Spin Current Generation Efficiency
• Spin currents are expected to provide the next quantum leap on this frontier.
• The efficiency of spin current generation is critical for device applications.
Production of Spin Currents Directly
• Researchers are exploring ways to produce spin currents directly.
• One scheme involves firing lasers at a material, applying a magnetic field, and having electrons interact with impurities in the material.
• Another scheme involves sandwiching three layers of carefully chosen materials together, causing magnetisation changes that induce spin currents in the uppermost layer.
• These schemes have produced spin currents in the order of a few hundred femtoseconds, a “factor 1,000” improvement on other technologies.
Scientists Advance Spintronic Technology
• Scientists from Germany, Sweden, and the U.S. used a Heusler alloy to demonstrate spin transfer from one atom to another.
• The findings paved the way for spintronic devices operating on few-femtosecond or faster time scales.
‘Petahertz Clock Rates’
• Researchers from the Max Planck Institute for Microstructure Physics, Germany, used a new concept to produce spin currents in 2 fs.

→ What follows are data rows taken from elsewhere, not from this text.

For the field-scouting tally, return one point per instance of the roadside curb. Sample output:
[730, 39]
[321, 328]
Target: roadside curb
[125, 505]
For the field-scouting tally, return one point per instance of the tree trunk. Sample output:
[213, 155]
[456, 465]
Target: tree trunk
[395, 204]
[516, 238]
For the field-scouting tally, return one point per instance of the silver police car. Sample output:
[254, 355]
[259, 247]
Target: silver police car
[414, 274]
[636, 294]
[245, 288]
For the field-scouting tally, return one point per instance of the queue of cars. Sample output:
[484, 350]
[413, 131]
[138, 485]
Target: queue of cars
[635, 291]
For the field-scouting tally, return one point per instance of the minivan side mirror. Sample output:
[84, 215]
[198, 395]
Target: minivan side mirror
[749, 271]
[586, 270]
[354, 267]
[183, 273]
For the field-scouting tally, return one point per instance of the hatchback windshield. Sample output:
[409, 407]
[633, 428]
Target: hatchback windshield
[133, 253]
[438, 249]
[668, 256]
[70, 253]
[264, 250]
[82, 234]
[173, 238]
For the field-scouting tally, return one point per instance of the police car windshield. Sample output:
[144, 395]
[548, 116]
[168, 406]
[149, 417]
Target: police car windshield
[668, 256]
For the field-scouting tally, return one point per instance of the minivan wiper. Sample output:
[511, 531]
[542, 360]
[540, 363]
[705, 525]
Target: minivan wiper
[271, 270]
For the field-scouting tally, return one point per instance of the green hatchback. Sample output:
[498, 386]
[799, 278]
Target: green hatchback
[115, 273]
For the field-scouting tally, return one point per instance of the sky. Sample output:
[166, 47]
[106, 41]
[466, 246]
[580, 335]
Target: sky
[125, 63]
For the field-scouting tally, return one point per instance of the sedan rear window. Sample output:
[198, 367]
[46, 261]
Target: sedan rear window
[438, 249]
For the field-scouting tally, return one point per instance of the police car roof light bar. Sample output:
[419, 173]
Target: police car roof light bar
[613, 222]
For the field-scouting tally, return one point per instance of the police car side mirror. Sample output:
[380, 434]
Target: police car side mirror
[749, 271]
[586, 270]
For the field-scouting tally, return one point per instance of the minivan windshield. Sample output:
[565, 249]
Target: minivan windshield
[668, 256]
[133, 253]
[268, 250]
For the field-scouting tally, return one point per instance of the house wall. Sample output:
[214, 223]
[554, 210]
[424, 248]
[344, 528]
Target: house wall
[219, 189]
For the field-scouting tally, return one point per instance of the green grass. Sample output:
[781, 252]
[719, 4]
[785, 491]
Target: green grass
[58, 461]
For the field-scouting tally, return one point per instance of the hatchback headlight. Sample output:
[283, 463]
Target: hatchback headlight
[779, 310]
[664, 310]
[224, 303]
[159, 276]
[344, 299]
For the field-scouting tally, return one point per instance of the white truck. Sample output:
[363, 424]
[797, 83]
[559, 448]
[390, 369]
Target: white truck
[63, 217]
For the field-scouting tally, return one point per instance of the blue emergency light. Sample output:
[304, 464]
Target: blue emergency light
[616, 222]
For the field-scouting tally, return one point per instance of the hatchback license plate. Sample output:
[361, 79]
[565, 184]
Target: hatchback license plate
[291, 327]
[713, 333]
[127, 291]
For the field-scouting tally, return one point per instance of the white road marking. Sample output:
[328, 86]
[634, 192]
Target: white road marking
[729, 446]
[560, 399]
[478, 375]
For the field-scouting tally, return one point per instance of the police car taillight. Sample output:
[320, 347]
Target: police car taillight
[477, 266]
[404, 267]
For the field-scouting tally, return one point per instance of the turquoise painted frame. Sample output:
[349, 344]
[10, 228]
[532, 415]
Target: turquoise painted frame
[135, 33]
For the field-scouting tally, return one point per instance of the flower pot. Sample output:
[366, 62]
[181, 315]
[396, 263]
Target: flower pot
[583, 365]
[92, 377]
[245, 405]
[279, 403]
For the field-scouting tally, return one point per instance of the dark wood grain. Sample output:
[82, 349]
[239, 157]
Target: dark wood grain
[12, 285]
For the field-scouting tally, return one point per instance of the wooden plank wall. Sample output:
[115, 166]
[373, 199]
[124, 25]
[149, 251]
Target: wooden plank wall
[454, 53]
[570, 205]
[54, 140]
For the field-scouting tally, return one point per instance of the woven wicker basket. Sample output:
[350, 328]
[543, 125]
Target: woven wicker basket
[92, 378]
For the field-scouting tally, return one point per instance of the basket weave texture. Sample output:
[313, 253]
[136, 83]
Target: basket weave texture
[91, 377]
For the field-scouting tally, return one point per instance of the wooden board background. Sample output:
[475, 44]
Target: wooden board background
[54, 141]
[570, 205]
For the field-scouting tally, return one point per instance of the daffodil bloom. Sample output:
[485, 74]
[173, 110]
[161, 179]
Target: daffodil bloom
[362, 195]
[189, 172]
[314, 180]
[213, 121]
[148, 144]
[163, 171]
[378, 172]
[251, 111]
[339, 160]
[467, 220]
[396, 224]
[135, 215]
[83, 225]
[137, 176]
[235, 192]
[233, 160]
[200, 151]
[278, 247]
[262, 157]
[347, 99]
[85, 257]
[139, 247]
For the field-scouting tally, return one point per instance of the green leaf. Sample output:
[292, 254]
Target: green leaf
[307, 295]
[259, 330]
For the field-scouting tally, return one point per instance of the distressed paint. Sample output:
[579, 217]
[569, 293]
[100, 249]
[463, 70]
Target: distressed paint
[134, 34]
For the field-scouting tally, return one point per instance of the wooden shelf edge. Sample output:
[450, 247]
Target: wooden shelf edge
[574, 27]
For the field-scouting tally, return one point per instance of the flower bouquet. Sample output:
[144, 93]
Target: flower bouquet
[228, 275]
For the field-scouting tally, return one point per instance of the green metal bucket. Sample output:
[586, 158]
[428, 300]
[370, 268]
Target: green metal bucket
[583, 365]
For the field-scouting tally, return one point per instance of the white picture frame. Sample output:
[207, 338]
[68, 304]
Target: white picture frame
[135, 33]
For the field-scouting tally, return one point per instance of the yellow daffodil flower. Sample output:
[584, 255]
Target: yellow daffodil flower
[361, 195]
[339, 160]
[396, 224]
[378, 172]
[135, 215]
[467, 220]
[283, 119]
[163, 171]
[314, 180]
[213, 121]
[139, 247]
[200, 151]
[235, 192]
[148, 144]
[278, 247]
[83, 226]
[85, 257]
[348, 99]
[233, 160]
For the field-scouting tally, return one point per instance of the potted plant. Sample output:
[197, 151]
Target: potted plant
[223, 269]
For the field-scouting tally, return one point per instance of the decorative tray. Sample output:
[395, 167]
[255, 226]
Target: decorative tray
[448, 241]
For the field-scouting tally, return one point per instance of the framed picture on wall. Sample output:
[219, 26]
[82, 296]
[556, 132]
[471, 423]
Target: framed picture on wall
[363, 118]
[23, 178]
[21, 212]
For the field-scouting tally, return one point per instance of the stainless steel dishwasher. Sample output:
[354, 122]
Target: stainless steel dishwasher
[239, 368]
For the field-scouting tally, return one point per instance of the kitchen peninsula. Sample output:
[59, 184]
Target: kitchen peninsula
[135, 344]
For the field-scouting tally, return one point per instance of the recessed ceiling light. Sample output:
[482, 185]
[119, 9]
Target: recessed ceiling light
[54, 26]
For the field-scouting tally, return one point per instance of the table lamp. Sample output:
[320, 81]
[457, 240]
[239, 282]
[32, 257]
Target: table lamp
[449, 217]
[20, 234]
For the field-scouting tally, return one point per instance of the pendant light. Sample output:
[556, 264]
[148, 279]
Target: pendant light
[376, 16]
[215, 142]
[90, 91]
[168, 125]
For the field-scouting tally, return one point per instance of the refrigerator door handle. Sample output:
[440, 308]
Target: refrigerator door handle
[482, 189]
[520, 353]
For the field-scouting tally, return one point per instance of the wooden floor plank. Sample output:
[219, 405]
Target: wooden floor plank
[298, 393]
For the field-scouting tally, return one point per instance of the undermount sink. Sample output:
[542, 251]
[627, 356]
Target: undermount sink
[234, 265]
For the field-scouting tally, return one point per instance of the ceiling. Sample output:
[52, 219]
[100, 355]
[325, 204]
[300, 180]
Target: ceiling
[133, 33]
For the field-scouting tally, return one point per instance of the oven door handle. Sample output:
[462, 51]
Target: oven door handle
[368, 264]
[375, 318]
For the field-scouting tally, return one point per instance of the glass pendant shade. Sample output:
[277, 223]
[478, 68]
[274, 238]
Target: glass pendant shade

• The concept was based on optical intersite spin transfer (OISTR), where light of specific frequencies could rapidly manipulate electrons’ angular momentum in a material.
• The mechanism was mediated by intervening processes, making it more complex to translate the energy in the wave to the electrons’ spin.
One-two punch
• Researchers engineered a material consisting of 20 alternating layers of cobalt and platinum.
• They applied a magnetic field perpendicular to the stack to force the electrons to settle into an ordered arrangement of spins.
• The researchers fired a pulse of linearly polarised light into the material and shot another pulse of circularly polarised light.
• The absorption of the circularly polarised light indicated that in the cobalt layers, the electrons’ spins had become around 10% less ordered, whereas they’d become slightly more ordered in the platinum layers within just 2 fs after the linearly polarised light had passed through.
• The team developed a mathematical model to explain these findings using density functional theory, which allows physicists to predict a material’s properties based on some fundamental quantum properties.